Here at Sales Manage Solutions we tell people that it is very dangerous to hire people on “gut” feelings.
Oh sure, we do our screening and we ask for the references. We feel we are pretty tough on interview questions. But still we can end up hiring someone on a “hunch” or just because we like them or because they sell us first. Let’s admit it, we are usually not very systematic. And we often end up paying for that mistake. Sometimes it costs many thousands in the long run.
Let me tell you my short story and then I’ll share the three reasons not to do that anymore.
Some years ago, I took a new job as Director over an entire division at a media company. It was my task to set up and run an entire advertising group, as well as run the web sites for the company (we had several). The web site part was pretty easy. I am good at that.
I thought I was good at the sales leadership part too. I had been in sales in one way or another for years. I had owned and run a bookstore for seven years. I had started a small media and communications company with a business partner and had been semi-successful at it. I felt I was good at hiring.
My first big task was to hire an advertising manager. We had to sell ads online (and to supplement the newspaper ads also) to support our division. It was a big challenge. We had a seven-figure budget to make up for, plus profit.
We owned five newspapers, so it seemed easy to rely on the (free) job board postings we had. I wanted to see what they pulled in. We got lots of prospects, and some of them seemed quite good. I enjoyed going through the resumes and doing the screening emails and a few phone calls. This was going to be a piece of cake.
Long story short, and I’ll cut to the chase. The man I settled on seemed a sure bet. He knew the area very well. He had owned a business himself (retail) for over ten years and knew how to sell. He had closed his store and was looking for a good leadership position in sales. I interviewed him, brought in our CEO with me and did another interview and I hired him. I was excited.
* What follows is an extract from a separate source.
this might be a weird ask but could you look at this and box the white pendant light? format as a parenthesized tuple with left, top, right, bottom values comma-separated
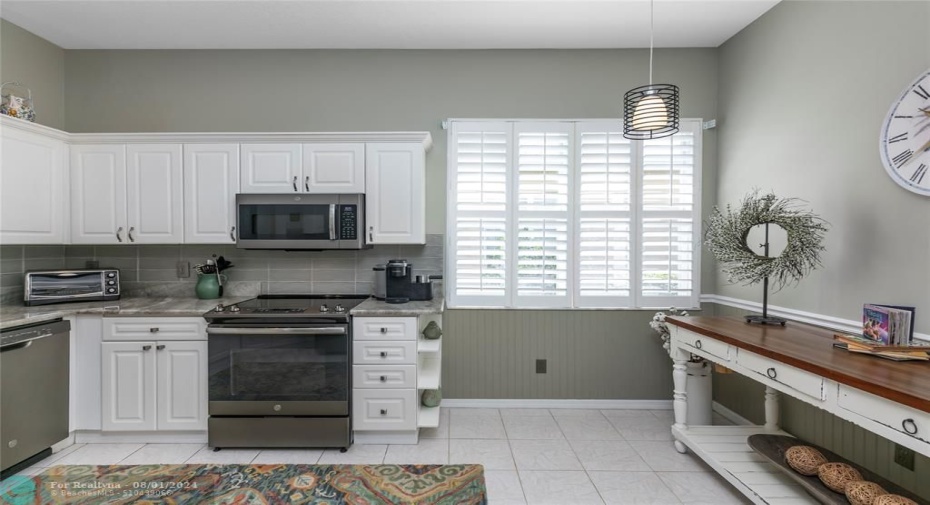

I have to add here, my boss was neutral on him and asked me if I should not look further. But I felt confident and was in a hurry to get started.
It was a disaster.
It turned out the hire was not totally honest about some things, mostly in his reporting to me. Some people also thought he was overly ambitious to climb the ladder, even though I had told him there was little chance of promotion within our division because we were like a startup.
He was good at telling a “sales story” but not as good at closing as we needed. He and I set goals for prospecting, but he could not meet the need. His background had been in retail sales, where you wait for people to walk in the door. In our group you HAD to go out and prospect. You had to be a hunter by instinct, not a farmer tilling the crops.
The sales team that he hired, with only some oversight by me, was not able to function well under his leadership. Only one of them stayed more than a year and she did so by working across the lines with another division as well.
As many media companies did in those rough days right before the crash, our company went up for sale. Our division was merged with the main company and I and most of my team left. The sales disaster we faced was mitigated as a more experienced team took control of the web ads as well as the other advertising the company did.
I learned a very hard lesson. I was wrong, was not the judge of character I thought I was, and really did not know how to recruit good salespeople for an organization that size.
— Fast forward to the present —
Here at Sales Manage Solutions we teach businesses and HR departments of all sizes how to source and recruit sales people who can sell. We use a system that really works. It takes a lot of the guesswork out of the process and best of all takes the recruiter’s “hunches” and emotions out of the process.
The system is based on the CAMPS model developed by our founder Lance Cooper and our EVP Steve Suggs. The system tests for Character — Attitude — Motivation — Personality and — Skills. It uses a scientifically validated and benchmarked assessment validated against similar testing of successful sales producers from a number of industries. It also teaches and audits a very rigorous sourcing and interviewing methodology that eliminates much of the guesswork.
Now, here are my three reasons for recommending that you move to a system like that:
- No matter how good you feel you are at recruiting, you are still emotional, and you are prone to hire people because you like them or “feel” they can do the job. You aren’t THAT good. None of us are.
- There are amazing tools out there that enable you to peer into a person’s personality and skillset to a high degree, and then see how those traits match up against the average high-producer in sales.
- Any “Best Practice” system has a good number of practitioners, because it is an established regimen. The more you work with the system, the better you get. Also, you can reach out to others using the system and learn from them. Then you get really efficient.
I hope my little story helps you. As I work with this great training company, I often wonder what a difference it might have made had I used a system like this when it was MY turn to build a strong sales team at a critical time in a company’s history. It would have made a huge difference.